Emiten Mamin Bakal Terpengaruh PPN 12%, Simak Strategi Platinum Wahab Nusantara (TGUK)
JAKARTA, investortrust.id – Kinerja emiten makanan dan minuman (mamin) yang melantai di Bursa Efek Indonesia (BEI) akan terpukul jika pemerintah menaikkan tarif Pajak Pertambahan Nilai (PPN) dari 11% menjadi 12% mulai 1 Januari 2025. PT Platinum Wahab Nusantara Tbk (TGUK) pun menyiapkan strategi khusus untuk menyiasatinya.

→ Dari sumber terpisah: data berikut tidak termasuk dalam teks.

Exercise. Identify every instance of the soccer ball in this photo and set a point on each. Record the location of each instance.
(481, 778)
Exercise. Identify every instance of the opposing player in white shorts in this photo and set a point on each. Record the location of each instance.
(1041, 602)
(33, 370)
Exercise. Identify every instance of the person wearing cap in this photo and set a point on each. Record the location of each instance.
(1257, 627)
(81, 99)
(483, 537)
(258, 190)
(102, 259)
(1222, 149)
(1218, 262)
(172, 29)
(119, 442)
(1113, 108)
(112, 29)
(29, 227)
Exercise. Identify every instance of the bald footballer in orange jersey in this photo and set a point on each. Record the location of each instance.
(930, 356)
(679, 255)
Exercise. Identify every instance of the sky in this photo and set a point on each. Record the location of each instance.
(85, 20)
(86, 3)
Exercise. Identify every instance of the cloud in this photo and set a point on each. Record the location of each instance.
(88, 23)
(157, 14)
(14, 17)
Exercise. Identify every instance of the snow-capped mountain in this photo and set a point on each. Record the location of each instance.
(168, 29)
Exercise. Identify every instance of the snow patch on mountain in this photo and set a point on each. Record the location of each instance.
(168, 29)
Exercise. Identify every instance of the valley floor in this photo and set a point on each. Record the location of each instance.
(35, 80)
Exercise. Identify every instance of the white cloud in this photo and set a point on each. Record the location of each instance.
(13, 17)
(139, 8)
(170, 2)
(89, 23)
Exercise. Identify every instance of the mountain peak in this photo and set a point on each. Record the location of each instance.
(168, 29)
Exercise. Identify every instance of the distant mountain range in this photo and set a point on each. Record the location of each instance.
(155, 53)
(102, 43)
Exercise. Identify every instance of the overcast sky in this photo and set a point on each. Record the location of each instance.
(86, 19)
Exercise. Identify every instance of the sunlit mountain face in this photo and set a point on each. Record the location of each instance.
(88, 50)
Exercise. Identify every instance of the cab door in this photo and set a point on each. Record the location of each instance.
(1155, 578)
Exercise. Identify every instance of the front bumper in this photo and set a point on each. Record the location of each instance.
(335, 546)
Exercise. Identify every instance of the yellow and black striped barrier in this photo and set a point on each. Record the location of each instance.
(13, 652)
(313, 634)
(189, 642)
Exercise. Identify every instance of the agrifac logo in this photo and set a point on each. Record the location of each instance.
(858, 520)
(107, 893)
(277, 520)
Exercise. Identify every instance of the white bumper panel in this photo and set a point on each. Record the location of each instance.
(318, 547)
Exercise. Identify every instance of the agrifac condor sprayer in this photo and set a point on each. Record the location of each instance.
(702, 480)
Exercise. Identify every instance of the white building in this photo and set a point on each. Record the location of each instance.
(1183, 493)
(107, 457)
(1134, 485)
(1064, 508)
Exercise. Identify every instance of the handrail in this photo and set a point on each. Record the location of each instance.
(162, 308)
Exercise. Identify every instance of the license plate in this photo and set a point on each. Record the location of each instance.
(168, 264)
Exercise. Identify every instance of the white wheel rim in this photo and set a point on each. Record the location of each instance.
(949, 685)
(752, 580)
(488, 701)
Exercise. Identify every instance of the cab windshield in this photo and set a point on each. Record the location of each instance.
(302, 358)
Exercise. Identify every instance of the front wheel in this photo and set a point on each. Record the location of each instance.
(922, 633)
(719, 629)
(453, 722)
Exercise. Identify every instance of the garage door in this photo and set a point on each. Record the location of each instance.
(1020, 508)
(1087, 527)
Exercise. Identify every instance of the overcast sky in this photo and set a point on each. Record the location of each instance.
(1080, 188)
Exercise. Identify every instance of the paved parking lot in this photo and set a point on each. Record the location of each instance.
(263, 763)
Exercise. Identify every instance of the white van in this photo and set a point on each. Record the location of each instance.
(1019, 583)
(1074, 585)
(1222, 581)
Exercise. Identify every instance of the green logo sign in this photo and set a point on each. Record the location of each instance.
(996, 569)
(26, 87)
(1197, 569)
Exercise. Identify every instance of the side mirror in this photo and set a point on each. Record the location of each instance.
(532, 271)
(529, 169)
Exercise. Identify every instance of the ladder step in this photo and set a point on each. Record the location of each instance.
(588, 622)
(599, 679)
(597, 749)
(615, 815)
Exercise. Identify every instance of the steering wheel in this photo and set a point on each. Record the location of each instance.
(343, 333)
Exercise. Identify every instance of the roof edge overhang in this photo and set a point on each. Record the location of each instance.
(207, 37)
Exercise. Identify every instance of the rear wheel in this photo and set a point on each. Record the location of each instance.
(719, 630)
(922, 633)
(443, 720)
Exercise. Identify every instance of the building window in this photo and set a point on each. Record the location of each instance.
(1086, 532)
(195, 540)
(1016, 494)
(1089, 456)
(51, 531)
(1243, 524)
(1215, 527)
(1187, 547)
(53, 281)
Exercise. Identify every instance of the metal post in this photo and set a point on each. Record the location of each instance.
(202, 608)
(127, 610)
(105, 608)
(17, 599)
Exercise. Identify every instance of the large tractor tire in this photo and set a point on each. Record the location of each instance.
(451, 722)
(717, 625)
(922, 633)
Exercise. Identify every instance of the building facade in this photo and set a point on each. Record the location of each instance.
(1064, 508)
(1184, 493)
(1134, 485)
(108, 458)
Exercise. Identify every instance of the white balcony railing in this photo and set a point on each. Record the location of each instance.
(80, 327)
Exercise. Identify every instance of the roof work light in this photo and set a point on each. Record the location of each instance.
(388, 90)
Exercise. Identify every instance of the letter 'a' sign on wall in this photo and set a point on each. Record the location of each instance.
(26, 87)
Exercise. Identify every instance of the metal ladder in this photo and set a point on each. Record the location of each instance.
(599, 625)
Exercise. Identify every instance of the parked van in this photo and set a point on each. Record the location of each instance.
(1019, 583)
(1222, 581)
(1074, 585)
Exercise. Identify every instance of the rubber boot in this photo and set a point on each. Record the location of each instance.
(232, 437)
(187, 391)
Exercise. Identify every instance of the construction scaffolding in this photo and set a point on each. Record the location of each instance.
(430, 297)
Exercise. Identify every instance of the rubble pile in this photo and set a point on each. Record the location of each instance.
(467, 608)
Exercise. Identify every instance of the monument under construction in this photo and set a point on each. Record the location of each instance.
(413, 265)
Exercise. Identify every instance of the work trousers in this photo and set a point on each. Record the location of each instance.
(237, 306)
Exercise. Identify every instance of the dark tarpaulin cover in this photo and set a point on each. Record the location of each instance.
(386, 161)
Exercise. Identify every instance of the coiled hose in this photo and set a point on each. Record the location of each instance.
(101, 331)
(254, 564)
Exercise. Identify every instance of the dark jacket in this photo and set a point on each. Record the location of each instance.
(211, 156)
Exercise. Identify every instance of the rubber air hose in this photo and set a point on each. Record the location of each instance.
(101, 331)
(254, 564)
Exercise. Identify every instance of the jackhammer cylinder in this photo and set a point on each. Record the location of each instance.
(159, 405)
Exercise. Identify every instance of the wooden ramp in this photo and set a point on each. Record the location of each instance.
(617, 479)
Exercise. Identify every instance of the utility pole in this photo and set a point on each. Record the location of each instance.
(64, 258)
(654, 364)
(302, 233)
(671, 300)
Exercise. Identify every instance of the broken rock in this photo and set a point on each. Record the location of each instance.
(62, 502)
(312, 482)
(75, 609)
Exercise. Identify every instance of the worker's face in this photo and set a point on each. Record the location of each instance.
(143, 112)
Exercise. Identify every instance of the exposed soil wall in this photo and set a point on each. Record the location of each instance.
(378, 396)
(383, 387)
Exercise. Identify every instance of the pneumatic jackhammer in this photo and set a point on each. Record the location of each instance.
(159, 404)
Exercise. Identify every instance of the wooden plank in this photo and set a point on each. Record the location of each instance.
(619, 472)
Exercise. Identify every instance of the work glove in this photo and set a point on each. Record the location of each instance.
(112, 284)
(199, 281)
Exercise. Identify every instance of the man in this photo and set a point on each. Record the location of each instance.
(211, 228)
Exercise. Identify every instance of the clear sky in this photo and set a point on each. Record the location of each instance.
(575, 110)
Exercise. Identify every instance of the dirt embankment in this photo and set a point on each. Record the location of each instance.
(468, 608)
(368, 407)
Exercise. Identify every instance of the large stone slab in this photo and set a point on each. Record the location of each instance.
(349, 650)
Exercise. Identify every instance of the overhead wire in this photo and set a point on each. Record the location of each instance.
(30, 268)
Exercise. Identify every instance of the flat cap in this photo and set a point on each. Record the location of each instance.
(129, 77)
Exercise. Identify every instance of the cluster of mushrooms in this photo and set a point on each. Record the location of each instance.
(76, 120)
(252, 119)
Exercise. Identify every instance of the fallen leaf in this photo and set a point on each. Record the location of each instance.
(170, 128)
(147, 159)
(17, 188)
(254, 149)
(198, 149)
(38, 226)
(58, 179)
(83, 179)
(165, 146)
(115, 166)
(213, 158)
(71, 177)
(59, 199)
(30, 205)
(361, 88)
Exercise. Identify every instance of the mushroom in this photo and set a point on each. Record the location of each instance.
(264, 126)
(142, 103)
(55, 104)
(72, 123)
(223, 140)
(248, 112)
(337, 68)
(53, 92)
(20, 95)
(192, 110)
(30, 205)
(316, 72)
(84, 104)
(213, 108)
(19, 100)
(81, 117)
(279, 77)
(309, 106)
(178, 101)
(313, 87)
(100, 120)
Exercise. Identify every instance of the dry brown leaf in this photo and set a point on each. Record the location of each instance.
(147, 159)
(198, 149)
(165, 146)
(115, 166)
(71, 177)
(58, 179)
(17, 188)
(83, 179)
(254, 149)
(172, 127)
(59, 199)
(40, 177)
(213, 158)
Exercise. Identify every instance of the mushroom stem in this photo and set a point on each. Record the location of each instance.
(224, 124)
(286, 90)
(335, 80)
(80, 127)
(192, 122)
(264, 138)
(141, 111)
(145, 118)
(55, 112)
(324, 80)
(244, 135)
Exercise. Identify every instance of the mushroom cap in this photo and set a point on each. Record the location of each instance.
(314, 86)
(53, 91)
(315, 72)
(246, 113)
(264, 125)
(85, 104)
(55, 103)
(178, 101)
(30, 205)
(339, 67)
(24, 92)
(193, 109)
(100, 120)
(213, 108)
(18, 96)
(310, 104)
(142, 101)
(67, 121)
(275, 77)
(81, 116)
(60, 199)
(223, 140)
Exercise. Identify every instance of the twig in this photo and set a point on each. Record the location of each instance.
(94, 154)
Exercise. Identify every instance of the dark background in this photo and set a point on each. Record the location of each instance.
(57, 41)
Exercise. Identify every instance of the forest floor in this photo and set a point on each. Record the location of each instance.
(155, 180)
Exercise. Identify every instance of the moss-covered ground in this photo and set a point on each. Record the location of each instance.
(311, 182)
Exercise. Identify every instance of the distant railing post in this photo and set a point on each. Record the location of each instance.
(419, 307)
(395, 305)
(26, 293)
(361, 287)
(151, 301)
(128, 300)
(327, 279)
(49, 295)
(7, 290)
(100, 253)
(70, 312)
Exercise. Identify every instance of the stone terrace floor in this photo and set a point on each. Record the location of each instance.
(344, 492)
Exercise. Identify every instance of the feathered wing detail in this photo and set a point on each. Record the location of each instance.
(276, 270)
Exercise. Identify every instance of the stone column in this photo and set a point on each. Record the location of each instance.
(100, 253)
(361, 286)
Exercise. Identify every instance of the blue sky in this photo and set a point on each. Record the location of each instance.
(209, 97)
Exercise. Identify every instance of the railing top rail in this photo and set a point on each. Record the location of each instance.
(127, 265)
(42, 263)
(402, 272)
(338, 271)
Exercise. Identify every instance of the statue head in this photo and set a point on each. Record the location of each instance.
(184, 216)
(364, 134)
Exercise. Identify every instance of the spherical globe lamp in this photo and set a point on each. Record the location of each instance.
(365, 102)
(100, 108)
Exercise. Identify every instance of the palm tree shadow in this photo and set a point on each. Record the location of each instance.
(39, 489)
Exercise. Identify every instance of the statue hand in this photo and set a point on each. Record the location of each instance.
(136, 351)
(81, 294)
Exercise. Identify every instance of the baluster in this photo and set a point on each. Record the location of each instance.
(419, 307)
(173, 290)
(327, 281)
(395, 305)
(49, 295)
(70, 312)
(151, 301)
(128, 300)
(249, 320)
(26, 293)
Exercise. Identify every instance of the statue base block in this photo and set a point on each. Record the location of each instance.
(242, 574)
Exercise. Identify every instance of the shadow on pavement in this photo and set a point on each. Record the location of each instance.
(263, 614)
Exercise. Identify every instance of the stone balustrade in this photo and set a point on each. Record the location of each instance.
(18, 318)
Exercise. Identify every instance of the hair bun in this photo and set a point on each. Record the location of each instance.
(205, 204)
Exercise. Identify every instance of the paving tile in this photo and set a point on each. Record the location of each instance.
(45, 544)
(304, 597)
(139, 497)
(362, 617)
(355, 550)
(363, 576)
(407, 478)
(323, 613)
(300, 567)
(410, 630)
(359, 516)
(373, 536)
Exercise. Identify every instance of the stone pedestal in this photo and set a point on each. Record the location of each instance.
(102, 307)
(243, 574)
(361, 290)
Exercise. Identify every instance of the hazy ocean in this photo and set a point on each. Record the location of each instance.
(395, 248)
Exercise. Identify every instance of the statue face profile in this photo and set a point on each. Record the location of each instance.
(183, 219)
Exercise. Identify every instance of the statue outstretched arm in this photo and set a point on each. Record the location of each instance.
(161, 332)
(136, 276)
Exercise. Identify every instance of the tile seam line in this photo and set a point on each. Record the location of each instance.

Direktur Utama Platinum Wahab Nusantara, Maulana Hakim menyatakan, penaikan tarif PPN dari 11% menjadi 12% akan menyebabkan kenaikan bahan baku sebesar 9% secara tidak langsung. Kondisi itu bakal berpengaruh terhadap margin perseroan.
Kendati demikian, menurut Maulana, meningkatkan harga jual produk bukan prioritas perseroan. Soalnya, target pasar Platinum Wahab Nusantara adalah masyarakat kelas bawah hingga masyarakat kelas menengah.
Baca Juga
Platinum Wahab (TGUK) Lapor Penggunaan Dana IPO, Ada Sisa Rp 29,43 Miliar
“Kenaikan harga dalam kondisi saat ini tidak berpihak kepada target market kami di middle low. Jadi, strategi kami jika PPN 12% diberlakukan adalah mengeluarkan produk baru dan melihat efisiensi ke dalam. Ini untuk mitigasi risiko,” ujar Maulana saat dihubungi di Jakarta, Jumat (29/11/2024).
Karena itu, menurut Maulana Hakim, perseroan tengah mencari alternatif dengan mengembangkan kanal-kanal alternatif diluar store jika pemerintah merealisasikan rencana penaikan tarif PPN dari 11% menjadi 12% mulai 1 Januari 2025.
Analis Mirae Asset Sekuritas, Nafan Aji Gusta sebelumnya mengatakan, kenaikan PPN 12% akan berdampak kepada emiten pada sektor tertentu, terutama yang berkaitan dengan bahan baku, seperti restoran.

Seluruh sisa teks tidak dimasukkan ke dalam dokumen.